11 of 12 people found the following review helpful:
5.0 out of 5 stars Octogenarian writes relevant book on 'modern relationships' shock!, 23 Nov 2006
Given that this author is well into his eighties and has spent the last four decades or so cloistered as a prof in Leeds University's funnily shaped lecture theatres you might be forgiven for not expecting much from a book on a subject which is already straining under the weight of a hundred other irritatingly smug and patronisingly knowing alternatives. Certainly, if anyone had told me - a 'metrosexual' 'twentysomething' no less - that such a book would soon become one of the few things over which I reserve the right to annoy my friends by repeatedly recommending I would have probably offered to read it and then eat the pages if I agreed with them.

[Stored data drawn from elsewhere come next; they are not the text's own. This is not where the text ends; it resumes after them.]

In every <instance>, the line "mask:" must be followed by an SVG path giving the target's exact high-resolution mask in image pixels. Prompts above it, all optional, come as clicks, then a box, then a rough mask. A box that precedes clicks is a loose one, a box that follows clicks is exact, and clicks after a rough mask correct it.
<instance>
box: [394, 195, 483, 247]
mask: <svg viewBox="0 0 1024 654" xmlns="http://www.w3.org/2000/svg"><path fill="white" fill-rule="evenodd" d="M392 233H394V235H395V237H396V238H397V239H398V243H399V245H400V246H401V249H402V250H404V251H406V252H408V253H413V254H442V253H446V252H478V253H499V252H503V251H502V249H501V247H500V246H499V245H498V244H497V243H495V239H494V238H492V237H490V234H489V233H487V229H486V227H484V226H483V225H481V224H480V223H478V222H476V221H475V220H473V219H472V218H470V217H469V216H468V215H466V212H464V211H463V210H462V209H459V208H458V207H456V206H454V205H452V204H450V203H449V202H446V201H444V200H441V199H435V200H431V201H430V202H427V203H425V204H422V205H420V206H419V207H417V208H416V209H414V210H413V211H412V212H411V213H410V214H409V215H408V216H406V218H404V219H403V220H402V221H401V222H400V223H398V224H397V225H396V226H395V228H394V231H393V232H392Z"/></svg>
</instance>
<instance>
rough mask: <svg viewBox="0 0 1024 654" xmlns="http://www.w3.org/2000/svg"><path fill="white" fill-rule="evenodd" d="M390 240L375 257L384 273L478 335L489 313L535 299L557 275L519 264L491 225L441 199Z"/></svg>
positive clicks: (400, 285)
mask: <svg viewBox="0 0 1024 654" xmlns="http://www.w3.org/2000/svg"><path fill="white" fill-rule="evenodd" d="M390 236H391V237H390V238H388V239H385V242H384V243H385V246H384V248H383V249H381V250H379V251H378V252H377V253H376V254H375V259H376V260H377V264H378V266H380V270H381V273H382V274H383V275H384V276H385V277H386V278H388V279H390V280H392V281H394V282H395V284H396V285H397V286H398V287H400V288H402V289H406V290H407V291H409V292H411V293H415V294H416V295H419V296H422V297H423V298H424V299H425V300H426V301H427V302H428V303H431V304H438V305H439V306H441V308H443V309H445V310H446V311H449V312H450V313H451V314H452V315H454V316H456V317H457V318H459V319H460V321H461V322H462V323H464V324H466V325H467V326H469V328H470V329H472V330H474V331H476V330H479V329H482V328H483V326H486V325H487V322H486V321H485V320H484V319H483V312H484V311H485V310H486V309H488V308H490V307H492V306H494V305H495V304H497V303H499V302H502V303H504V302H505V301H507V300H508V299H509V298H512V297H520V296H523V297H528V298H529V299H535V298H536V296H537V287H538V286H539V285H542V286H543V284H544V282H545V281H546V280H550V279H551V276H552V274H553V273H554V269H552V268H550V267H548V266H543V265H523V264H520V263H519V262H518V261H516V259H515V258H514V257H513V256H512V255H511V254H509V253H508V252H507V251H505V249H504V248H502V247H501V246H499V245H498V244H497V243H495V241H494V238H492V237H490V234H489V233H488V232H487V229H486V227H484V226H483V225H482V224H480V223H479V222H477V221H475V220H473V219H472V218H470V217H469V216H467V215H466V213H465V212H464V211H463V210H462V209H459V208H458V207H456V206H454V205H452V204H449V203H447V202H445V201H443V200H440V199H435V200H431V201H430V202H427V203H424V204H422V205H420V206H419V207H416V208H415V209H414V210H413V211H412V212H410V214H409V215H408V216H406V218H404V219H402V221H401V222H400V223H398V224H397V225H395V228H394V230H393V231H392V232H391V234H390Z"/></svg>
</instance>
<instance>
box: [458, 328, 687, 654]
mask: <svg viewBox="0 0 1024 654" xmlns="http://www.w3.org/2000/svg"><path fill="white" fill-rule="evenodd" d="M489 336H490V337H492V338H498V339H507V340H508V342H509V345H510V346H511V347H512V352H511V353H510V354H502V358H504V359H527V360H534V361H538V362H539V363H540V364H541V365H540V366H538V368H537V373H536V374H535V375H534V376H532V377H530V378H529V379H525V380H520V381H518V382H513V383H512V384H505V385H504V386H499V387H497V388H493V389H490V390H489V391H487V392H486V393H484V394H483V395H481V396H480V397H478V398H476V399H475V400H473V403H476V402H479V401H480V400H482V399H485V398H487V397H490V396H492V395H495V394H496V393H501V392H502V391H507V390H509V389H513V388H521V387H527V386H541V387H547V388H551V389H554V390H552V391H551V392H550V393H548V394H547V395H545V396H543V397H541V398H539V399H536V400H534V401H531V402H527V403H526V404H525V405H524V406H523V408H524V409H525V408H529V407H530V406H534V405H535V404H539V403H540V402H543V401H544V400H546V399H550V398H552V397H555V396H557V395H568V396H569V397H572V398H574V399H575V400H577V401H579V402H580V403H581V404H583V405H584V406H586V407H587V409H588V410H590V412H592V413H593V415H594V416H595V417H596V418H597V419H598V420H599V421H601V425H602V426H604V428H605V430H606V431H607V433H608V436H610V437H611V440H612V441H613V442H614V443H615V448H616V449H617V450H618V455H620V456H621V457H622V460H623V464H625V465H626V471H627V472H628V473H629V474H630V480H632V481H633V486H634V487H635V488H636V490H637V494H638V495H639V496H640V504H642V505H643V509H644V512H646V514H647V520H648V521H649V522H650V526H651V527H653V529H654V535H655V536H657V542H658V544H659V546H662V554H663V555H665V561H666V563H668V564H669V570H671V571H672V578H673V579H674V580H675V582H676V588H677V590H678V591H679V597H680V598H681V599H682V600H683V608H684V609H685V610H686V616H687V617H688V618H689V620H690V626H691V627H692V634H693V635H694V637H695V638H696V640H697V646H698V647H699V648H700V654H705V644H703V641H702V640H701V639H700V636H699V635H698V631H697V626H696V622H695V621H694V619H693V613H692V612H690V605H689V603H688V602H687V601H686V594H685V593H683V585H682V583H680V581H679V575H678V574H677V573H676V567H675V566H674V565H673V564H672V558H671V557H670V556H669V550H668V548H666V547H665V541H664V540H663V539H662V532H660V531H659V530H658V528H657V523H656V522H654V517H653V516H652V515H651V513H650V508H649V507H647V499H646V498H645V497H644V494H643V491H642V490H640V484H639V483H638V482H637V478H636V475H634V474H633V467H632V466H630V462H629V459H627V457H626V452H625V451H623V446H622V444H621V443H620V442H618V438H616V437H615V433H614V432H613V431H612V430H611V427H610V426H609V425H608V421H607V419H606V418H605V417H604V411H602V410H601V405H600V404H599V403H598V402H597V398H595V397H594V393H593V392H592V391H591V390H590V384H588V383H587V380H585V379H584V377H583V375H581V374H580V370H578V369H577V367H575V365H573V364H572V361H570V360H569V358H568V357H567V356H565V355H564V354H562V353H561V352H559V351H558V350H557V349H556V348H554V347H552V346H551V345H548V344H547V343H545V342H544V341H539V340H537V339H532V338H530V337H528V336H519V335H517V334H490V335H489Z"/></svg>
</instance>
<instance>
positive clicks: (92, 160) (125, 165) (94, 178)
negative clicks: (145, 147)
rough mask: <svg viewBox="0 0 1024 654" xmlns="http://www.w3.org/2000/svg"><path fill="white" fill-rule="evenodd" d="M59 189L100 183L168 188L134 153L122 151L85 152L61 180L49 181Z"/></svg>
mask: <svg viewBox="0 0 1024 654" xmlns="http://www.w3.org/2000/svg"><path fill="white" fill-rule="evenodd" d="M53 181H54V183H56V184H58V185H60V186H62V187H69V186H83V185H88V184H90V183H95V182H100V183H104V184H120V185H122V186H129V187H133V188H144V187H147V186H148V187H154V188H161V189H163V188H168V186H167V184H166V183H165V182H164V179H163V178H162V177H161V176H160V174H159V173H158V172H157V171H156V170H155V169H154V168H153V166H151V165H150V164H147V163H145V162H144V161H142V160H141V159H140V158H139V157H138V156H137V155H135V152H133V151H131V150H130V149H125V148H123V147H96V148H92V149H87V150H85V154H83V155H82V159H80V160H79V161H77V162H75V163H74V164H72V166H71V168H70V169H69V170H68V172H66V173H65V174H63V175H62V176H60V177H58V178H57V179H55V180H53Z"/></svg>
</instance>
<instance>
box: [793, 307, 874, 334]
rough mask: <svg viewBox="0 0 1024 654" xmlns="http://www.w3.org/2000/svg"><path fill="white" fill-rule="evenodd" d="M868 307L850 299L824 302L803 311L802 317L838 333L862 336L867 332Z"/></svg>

Despite initial academic appearances however, this book is by any standards a worthy rumination. Bauman is one of the few academics in the world who manages to write with half an ounce of either wit or pathos, and this particular offering sees him toning down the impressive reference points (opening quotes from Baudelaire aside) and allowing himself to be a little more literary. Also, unlike similar books to be found in the 'self-help' section of the library, his sociological mind keeps him well aware that adressing a book on the subject of love is frankly ridiculous if it's all about you, you and you. This point in particular is worth noting because it allows him to flip from romance to asylum seekers without even seeming to change subjects. (Definately a question you're unlikely to find cropping up in Neil Strauss books: 'When trying to get in a lady's pants remember to consider the genocide in Darfur'? It doesn't seem to fit somehow.) On the whole it's a fairly good entry point for the layman into Bauman's oevre as a whole too; just don't expect any savvy 21st century advice if you pick up Modernity and the Holocaust (not of this sort anyway).

The only word of warning is perhaps that, I've heard it said, Bauman is an inveterate passimist. I don't know how well that holds up personally. He's elegiac here, without doubt, but he's more affected, I think, by a refusal to give in to naive optimism - and hence a refusal to stop hoping for better. A little like one of his heroes, Emmanuel Levinas, says: the truly human life is never really satisfied.